Kraken Urges US Tax Overhaul for Crypto: De Minimis Exemption and Staking Relief

Crypto exchange Kraken urges US lawmakers to implement a de minimis tax exemption for small transactions and end "phantom income" taxation on staking, citing millions of unnecessar
Kraken Challenges US Crypto Tax Reporting Burden
In a significant move to simplify crypto tax compliance, leading exchange Kraken has publicly urged US lawmakers to implement a de minimis exemption for small digital asset transactions and to cease taxing unrealized staking rewards. This call to action follows Kraken's experience filing an astonishing 56 million tax forms (1099-DAs) with the IRS for the 2025 tax year, a figure that underscores the immense administrative load placed on both exchanges and individual users.
Kraken's advocacy highlights a critical friction point between an antiquated tax system and the burgeoning digital asset economy. The exchange contends that current regulations generate millions of "unnecessary forms," creating undue complexity and cost for American taxpayers.

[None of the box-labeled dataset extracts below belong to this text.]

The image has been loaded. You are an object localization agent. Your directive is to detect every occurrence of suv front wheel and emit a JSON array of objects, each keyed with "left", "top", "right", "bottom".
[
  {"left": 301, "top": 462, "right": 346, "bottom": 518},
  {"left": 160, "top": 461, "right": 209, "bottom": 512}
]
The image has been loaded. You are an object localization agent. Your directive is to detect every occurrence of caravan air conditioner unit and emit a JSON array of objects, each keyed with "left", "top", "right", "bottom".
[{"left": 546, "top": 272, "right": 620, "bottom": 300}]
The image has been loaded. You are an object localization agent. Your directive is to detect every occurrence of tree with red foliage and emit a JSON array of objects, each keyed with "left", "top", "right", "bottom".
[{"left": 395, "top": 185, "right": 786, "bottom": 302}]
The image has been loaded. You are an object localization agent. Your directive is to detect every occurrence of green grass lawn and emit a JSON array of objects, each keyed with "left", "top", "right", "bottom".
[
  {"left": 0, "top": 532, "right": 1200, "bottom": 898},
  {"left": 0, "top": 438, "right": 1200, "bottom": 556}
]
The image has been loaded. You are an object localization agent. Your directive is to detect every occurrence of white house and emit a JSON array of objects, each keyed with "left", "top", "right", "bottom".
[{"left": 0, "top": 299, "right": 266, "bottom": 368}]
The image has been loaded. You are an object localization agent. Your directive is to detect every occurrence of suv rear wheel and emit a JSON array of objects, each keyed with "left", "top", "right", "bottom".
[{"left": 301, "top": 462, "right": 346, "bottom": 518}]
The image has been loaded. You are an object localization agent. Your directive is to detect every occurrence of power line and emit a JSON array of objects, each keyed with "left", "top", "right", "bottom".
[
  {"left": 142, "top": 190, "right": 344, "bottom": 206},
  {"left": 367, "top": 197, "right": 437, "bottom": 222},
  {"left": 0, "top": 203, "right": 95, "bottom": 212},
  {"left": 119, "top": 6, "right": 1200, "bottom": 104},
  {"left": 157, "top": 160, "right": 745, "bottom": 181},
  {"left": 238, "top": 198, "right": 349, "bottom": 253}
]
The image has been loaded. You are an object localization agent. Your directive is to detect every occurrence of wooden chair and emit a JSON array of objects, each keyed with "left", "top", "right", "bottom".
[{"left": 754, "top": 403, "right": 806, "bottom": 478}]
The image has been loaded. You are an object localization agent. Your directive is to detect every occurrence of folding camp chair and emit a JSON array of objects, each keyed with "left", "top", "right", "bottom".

The Weight of Micro-Transactions: Millions of Forms for Pennies
The sheer volume of tax forms reported by Kraken paints a vivid picture of the problem. Of the 56 million 1099-DAs issued, approximately 18.5 million were for transactions valued at less than $1. Expanding that scope, roughly 28 million forms covered transactions of $10 or less, and a staggering 75% were for amounts under $50. This data emphatically supports Kraken's argument that the current reporting thresholds are impractical and disproportionately burdensome for routine, small-value crypto activities.
A de minimis exemption, which would exclude these minor transactions from capital gains reporting, is presented as a straightforward solution to "eliminate millions of unnecessary forms." Such a change would align crypto tax policy more closely with traditional financial instruments, where small gains are often not subject to the same rigorous reporting.
Addressing "Phantom Income" from Staking Rewards
Beyond the de minimis exemption, Kraken is also pushing for an end to the taxation of "phantom income" derived from staking cryptocurrencies. Under current interpretations, stakers can be liable for taxes on rewards as they are received, even if those rewards have not been sold or converted into fiat currency. This creates a scenario where users "owe taxes on value they have not realized," forcing them to potentially sell a portion of their staked assets to cover tax liabilities, or face a tax bill on illiquid gains.
This issue is particularly pertinent for long-term holders and those actively participating in network security through staking, as it can disincentivize participation and create significant financial strain, especially during periods of market volatility where the value of rewards might fluctuate dramatically before realization.
Why This Matters for the Crypto Ecosystem
Kraken emphasizes that its recommendations are not merely self-serving. "This is not about helping crypto companies," the exchange stated, but rather about the "55 million Americans, spanning every state, age bracket and industry, who are navigating a tax system designed before digital assets existed."
For traders and investors, these proposed changes could significantly reduce the compliance overhead associated with frequent, small-scale transactions and staking. A simplified tax framework could encourage broader participation in the crypto economy by removing a major deterrent for new entrants and reducing the administrative burden on active users. From a regulatory perspective, Congress faces the challenge of modernizing tax law to accommodate digital assets without stifling innovation or overburdening taxpayers.
The Broader Context of Tax Compliance
The challenges highlighted by Kraken are not isolated to the crypto sector. A report by Fortune, citing data from the nonprofit Tax Foundation, indicates that individual tax returns cost US taxpayers an estimated $146 billion annually in time and out-of-pocket expenses. The recent discontinuation of the IRS's free Direct File program in November 2025 further exacerbates the compliance landscape, making tax filing more costly and complex for many Americans.
While previous legislative attempts have considered de minimis exemptions for crypto, such as a draft bill suggesting a $200 threshold for stablecoin transactions, a comprehensive solution for all digital assets remains elusive. Kraken's public stance adds significant weight to the ongoing debate, pushing for a more pragmatic and user-friendly approach to crypto taxation that acknowledges the unique characteristics of digital assets.
Key points: Kraken advocates for a de minimis tax exemption for small crypto transactions to significantly reduce the current reporting burden on exchanges and users. • The exchange also seeks to eliminate "phantom income" taxation on unrealized staking rewards, arguing users shouldn't owe taxes on value they haven't yet sold. • Kraken filed 56 million 1099-DA forms for 2025, with 75% of these for transactions valued under $50, illustrating the scale of the current reporting challenge. • These proposed reforms aim to simplify tax compliance for millions of American crypto users and investors, fostering broader participation in the digital asset economy.